In the run up to holiday week, Scottish Socialist Voice contributor Roz Paterson offers a comradely reminder to remember that which matters most to people and planet.
When you put out the bin bag on Boxing Day, the one groaning with squelchy, uneaten food and scrunched up wrapping paper, think on this; for every bag’s worth of rubbish you chuck out, there are 70 more, hovering and clanking like Marley’s ghost, comprising all the resources that went into making the rubbish you are now dumping.
The midwinter festivities, once a bleak and flickering light in the long, medieval darkness, is now an overlit, overspent, overstuffed turkey of waste and regret.
Like Away In A Manger, you probably know the words, but here goes… deep breath.
Half of all the paper used by Americans is used to wrap up consumer gifts. Here in the UK, we throw away £4.2m worth of uneaten Christmas dinners, accumulate £6.2bn worth of unwanted gifts, and wrap them all up in enough slippery, twinkly unrecyclable paper to stretch to the moon and back.
Meanwhile, a horrifying £5.6bn, which is £300m more than last year, is predicted to be spent on advertising encouraging us to consume even more.
But let nothing you despair, and the “humbugs” go unsucked, as the trends are not as catastrophic as they first appear. Spending levels are stagnating somewhat. Sadly, because in these days of Brexit, zero hours contracts and benefits withdrawal, more of us have less money. Or indeed, no money.

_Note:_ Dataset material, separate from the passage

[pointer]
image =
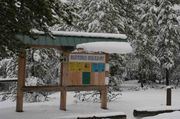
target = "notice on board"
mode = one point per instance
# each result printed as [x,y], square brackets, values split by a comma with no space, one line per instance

But there is a positive trend too. We are becoming increasingly environmentally aware, and less blind to the trashing of finite ecological resources.
This last is good, especially for children. Parents may think they’re being good to their kids by overspending, and turning the front of their house into a mini Las Vegas, but in truth, more and more youngsters are deeply troubled by the implications of climate change, and the older generations’ seeming refusal to tackle it in any way. Childline has highlighted this as an area of deep concern to children, who turn to their services to discuss these fears – perhaps because there is no understanding going on at home?
So by all means, in fact I insist, have a well-earned yuletide break from it all. In these troubled times, all good comrades need a few days’ off, and some good food, to refuel them for the days ahead. Half a millennium ago, historians note, many of our peasant ancestors simply wouldn’t have made it through the long, hard winter without those precious few days of eating and drinking each winter solstice, courtesy of his lordship.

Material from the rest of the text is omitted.